This repository is an implementation of Transfer Learning from Speaker Verification to Multispeaker Text-To-Speech Synthesis (SV2TTS) in Persian language. The main code is from this repository and has been changed to the Persian language.
Data structures:
dataset/persian_date/
train_data/
speaker1/book-1/
sample1.txt
sample1.wav
...
...
test_data/
...
Preprocessing:
python synthesizer_preprocess_audio.py dataset --datasets_name persian_data --subfolders train_data --no_alignments
python synthesizer_preprocess_embeds.py dataset/SV2TTS/synthesizer
Train synthesizer:
python synthesizer_train.py my_run dataset/SV2TTS/synthesizer
For synthesizing wav file you must put all final models in saved_models/final_models
directory.
If you do not train speaker encoder and vocoder models you can use pretrained models in saved_models/default
.
Inference using WavRNN as vocoder:
python inference.py --vocoder "WavRNN" --text "یک نمونه از خروجی" --ref_wav_path "/path/to/sample/refrence.wav" --test_name "test1"

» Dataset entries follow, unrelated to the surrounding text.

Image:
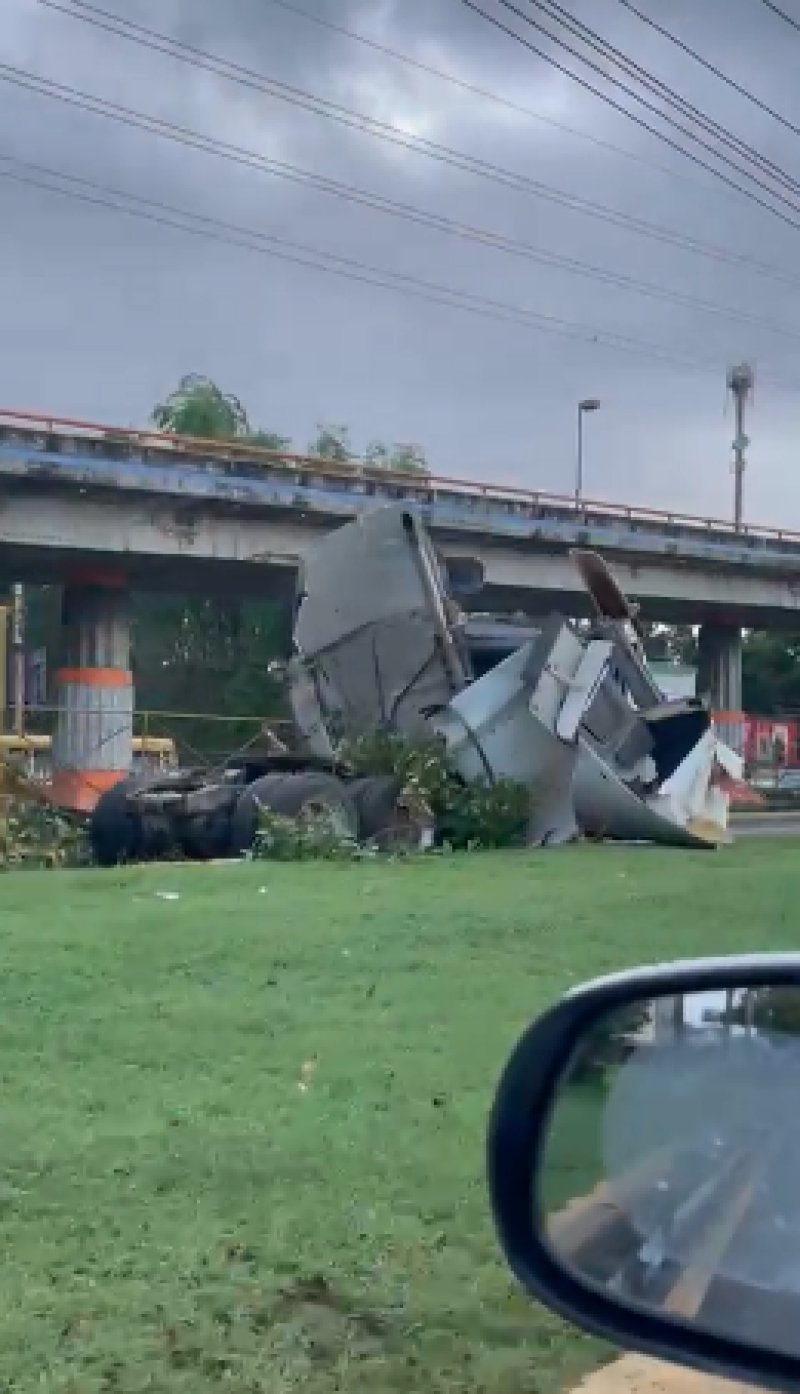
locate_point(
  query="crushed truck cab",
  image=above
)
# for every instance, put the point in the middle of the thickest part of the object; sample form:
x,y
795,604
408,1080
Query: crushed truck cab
x,y
382,643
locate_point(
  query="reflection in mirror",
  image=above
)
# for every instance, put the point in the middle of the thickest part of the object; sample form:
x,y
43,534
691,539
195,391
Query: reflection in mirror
x,y
671,1174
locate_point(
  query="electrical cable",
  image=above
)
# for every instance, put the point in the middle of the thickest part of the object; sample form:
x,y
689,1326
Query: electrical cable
x,y
703,63
619,106
411,213
661,89
788,18
159,42
474,89
287,250
420,145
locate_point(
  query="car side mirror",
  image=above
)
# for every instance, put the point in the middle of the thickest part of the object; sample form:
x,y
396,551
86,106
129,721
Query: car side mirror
x,y
644,1163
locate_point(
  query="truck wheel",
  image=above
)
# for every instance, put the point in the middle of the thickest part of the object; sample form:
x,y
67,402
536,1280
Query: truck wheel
x,y
310,792
113,831
208,838
375,799
244,817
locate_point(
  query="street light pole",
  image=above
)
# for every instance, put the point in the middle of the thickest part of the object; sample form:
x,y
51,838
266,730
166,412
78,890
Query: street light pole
x,y
587,404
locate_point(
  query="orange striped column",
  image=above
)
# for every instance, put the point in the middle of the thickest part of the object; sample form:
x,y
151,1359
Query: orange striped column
x,y
94,692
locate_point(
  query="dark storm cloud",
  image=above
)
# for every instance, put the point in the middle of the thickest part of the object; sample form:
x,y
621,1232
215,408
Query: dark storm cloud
x,y
105,312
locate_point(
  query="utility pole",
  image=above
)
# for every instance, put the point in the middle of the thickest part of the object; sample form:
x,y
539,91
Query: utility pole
x,y
587,404
740,381
18,648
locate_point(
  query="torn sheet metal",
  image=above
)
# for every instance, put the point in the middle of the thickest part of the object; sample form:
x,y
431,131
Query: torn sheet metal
x,y
382,646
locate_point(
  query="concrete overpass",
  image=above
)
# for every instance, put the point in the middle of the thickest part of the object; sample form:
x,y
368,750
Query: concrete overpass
x,y
102,509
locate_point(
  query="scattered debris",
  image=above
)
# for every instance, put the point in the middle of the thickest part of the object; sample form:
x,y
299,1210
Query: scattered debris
x,y
501,731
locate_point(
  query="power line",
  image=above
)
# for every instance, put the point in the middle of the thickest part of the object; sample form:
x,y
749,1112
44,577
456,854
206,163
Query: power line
x,y
705,64
474,89
159,42
393,134
407,212
788,18
662,91
315,258
648,106
618,106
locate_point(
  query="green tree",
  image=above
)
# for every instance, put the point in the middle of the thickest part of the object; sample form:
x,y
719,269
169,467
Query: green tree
x,y
332,443
198,407
409,459
771,672
269,441
400,459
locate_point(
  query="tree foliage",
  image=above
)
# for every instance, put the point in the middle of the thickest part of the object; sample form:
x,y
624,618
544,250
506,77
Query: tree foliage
x,y
198,407
771,672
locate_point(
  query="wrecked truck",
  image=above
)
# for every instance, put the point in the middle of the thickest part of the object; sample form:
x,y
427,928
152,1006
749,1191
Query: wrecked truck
x,y
383,643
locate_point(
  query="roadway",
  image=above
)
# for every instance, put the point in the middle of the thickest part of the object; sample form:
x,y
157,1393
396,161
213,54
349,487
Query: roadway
x,y
708,1234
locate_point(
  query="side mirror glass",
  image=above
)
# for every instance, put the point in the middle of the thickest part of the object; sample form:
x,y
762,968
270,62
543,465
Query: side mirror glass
x,y
664,1167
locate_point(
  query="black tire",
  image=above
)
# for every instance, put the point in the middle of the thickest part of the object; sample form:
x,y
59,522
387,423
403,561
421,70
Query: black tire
x,y
375,799
244,817
208,838
114,832
300,792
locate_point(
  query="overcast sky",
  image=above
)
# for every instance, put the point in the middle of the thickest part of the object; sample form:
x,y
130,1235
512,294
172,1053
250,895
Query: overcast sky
x,y
103,312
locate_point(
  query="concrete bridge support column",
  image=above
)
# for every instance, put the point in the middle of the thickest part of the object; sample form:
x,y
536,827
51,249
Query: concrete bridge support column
x,y
719,679
94,692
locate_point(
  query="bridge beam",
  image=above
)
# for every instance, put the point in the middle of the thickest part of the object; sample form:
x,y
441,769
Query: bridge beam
x,y
94,690
719,679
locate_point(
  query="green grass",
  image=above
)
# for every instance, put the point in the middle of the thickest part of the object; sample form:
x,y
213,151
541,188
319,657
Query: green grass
x,y
179,1214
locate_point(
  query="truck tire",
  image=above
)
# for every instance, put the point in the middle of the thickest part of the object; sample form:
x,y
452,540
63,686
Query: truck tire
x,y
298,793
206,838
113,831
244,817
375,799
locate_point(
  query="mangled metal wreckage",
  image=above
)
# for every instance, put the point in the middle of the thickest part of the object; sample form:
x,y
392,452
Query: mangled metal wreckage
x,y
382,644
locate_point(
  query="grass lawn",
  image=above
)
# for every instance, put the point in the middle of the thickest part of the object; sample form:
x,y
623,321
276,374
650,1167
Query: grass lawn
x,y
244,1107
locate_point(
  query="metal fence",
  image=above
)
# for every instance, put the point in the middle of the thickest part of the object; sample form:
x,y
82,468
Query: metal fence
x,y
162,739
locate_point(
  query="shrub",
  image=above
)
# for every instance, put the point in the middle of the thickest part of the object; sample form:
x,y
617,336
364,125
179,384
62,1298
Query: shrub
x,y
478,814
312,835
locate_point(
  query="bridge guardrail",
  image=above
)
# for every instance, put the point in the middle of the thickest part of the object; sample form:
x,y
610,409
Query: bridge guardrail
x,y
360,477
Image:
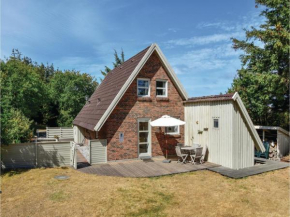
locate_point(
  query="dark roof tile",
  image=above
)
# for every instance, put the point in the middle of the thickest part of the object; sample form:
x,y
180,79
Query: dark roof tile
x,y
103,96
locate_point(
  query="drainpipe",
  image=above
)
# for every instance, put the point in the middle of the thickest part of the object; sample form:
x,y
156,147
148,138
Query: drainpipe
x,y
263,135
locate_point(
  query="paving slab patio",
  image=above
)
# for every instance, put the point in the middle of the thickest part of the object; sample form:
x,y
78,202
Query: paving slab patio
x,y
144,168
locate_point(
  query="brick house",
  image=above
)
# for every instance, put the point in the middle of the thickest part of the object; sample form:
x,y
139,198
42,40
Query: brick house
x,y
119,112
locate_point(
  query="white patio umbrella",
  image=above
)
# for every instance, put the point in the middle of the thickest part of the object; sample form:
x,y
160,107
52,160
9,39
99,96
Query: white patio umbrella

But WavRNN is an old vocoder and if you want to use HiFiGAN you must first download a pretrained model in English.
First, install the parallel_wavegan package. See this package for more information.
pip install parallel_wavegan
Then download pretrained HiFiGAN to your saved models:
from parallel_wavegan.utils import download_pretrained_model
download_pretrained_model("vctk_hifigan.v1", "saved_models/final_models/vocoder_HiFiGAN")
Now you can use HiFiGAN as a vocoder in inference command:
python inference.py --vocoder "HiFiGAN" --text "یک نمونه از خروجی" --ref_wav_path "/path/to/sample/refrence.wav" --test_name "test1"
There are some output samples of the trained model in this directory.